Chemical-infused watermelons explode in China
BEIJING Watermelons have been bursting by the score in eastern China after farmers gave them overdoses of growth chemicals during wet weather, creating what state media called fields of "land mines."
About 20 farmers around Danyang city in Jiangsu province were affected, losing up to 115 acres of melon, China Central Television said in an investigative report.
Prices over the past year prompted many farmers to jump into the watermelon market. All of those with exploding melons apparently were first-time users of the growth accelerator forchlorfenuron, though it has been widely available for some time, CCTV said.
Chinese regulations don't forbid the drug, and it is allowed in the U.S. on kiwi fruit and grapes. But the report underscores how farmers in China are abusing both legal and illegal chemicals, with many farms misusing pesticides and fertilizers.
Wang Liangju, a professor with College of Horticulture at Nanjing Agricultural University who has been to Danyang since the problems began to occur, said that forchlorfenuron is safe and effective when used properly.
He told The Associated Press that the drug had been used too late into the season, and that recent heavy rain also raised the risk of the fruit cracking open.
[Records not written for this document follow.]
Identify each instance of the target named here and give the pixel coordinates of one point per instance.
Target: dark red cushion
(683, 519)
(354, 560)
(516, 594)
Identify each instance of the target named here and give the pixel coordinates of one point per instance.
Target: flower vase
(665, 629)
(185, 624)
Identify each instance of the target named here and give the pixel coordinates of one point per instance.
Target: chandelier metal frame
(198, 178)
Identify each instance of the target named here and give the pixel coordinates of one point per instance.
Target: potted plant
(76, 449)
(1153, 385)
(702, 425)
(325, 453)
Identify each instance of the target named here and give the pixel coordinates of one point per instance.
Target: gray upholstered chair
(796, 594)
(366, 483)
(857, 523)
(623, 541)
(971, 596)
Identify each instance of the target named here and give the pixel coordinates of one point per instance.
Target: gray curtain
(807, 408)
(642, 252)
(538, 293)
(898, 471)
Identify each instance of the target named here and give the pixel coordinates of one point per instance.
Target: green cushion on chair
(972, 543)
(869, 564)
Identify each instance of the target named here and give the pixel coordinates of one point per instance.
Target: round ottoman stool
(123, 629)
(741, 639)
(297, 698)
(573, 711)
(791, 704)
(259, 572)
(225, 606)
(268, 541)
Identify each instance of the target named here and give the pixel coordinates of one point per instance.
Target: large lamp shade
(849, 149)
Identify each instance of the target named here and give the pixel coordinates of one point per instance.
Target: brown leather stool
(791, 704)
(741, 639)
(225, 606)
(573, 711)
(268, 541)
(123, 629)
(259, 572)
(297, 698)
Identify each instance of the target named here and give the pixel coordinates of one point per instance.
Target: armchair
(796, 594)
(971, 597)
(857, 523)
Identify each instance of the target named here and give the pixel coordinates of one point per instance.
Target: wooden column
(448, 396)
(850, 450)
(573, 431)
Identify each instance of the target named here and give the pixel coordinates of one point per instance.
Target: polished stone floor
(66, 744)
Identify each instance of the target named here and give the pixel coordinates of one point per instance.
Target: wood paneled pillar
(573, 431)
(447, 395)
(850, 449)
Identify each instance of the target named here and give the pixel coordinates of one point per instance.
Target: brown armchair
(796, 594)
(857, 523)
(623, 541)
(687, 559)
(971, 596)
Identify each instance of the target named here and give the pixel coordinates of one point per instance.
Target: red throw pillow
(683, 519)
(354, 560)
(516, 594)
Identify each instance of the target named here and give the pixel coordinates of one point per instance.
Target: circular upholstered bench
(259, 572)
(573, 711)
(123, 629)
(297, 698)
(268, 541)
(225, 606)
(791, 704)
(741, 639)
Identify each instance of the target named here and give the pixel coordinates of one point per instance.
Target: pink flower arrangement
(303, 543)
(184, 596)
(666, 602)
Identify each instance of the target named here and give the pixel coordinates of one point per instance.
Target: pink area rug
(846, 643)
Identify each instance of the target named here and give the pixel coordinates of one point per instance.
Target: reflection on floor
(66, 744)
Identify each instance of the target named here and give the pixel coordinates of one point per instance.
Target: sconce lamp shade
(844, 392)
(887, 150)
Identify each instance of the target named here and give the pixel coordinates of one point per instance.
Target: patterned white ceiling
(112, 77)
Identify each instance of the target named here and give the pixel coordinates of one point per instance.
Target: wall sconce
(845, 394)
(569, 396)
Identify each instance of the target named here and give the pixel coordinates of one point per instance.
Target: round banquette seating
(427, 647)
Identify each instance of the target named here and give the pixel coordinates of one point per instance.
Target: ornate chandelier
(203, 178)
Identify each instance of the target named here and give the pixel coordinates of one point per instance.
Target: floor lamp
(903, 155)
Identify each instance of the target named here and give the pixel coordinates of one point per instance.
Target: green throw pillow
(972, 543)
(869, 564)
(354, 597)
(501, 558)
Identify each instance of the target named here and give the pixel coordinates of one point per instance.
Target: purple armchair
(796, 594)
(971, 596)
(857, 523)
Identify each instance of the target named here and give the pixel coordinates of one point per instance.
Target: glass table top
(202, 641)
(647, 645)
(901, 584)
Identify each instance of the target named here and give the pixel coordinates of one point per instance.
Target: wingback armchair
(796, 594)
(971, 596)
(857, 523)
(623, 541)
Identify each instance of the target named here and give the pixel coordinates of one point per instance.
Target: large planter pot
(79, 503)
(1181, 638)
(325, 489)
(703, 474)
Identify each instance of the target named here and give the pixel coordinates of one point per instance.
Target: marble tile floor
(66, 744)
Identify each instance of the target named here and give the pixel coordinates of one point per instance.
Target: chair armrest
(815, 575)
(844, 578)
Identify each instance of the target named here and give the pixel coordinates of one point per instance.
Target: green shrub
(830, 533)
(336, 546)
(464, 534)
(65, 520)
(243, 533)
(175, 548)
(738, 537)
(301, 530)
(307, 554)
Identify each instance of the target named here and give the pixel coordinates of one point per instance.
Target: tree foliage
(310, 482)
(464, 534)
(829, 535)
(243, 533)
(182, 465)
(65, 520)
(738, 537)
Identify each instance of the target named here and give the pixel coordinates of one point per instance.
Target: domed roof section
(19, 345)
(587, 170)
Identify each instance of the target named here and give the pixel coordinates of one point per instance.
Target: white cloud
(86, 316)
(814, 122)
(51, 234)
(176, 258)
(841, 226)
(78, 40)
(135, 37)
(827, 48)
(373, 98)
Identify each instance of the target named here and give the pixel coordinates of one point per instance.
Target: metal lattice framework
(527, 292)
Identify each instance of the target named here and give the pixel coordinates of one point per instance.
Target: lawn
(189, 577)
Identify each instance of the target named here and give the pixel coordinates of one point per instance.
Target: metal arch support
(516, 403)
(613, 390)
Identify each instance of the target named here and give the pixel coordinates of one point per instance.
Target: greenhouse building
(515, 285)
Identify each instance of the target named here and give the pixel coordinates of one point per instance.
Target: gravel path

But he said the variety of melon also played a role.
"If it had been used on very young fruit, it wouldn't be a problem," Wang said. "Another reason is that the melon they were planting is a thin-rind variety and these kind are actually nicknamed the 'exploding melon' because they tend to split."
Farmer Liu Mingsuo ended up with eight acres of ruined fruit and told CCTV that seeing his crop splitting open was like a knife cutting his heart.
"On May 7, I came out and counted 80 (burst watermelons) but by the afternoon it was 100," Liu said. "Two days later I didn't bother to count anymore."
Intact watermelons were being sold at a wholesale market in nearby Shanghai, the report said, but even those ones showed telltale signs of forchlorfenuron use: fibrous, misshapen fruit with mostly white instead of black seeds.
In March last year, Chinese authorities found that "yard-long" beans from the southern city of Sanya had been treated with the banned pesticide isocarbophos. The tainted beans turned up in several provinces, and the central city of Wuhan announced it destroyed 3.5 tons of the vegetable.
The government also has voiced alarm over the widespread overuse of food additives like dyes and sweeteners that retailers hope will make food more attractive and boost sales.
Though Chinese media remain under strict government control, domestic coverage of food safety scandals has become more aggressive in recent months, an apparent sign that the government has realized it needs help policing the troubled food industry.
The CCTV report on watermelons quoted Feng Shuangqing, a professor at the China Agricultural University, as saying the problem showed that China needs to clarify its farm chemical standards and supervision to protect consumer health.
The broadcaster described the watermelons as "land mines" and said they were exploding by the acre in the Danyang area.
Many of farmers resorted to chopping up the fruit and feeding it to fish and pigs, the report said.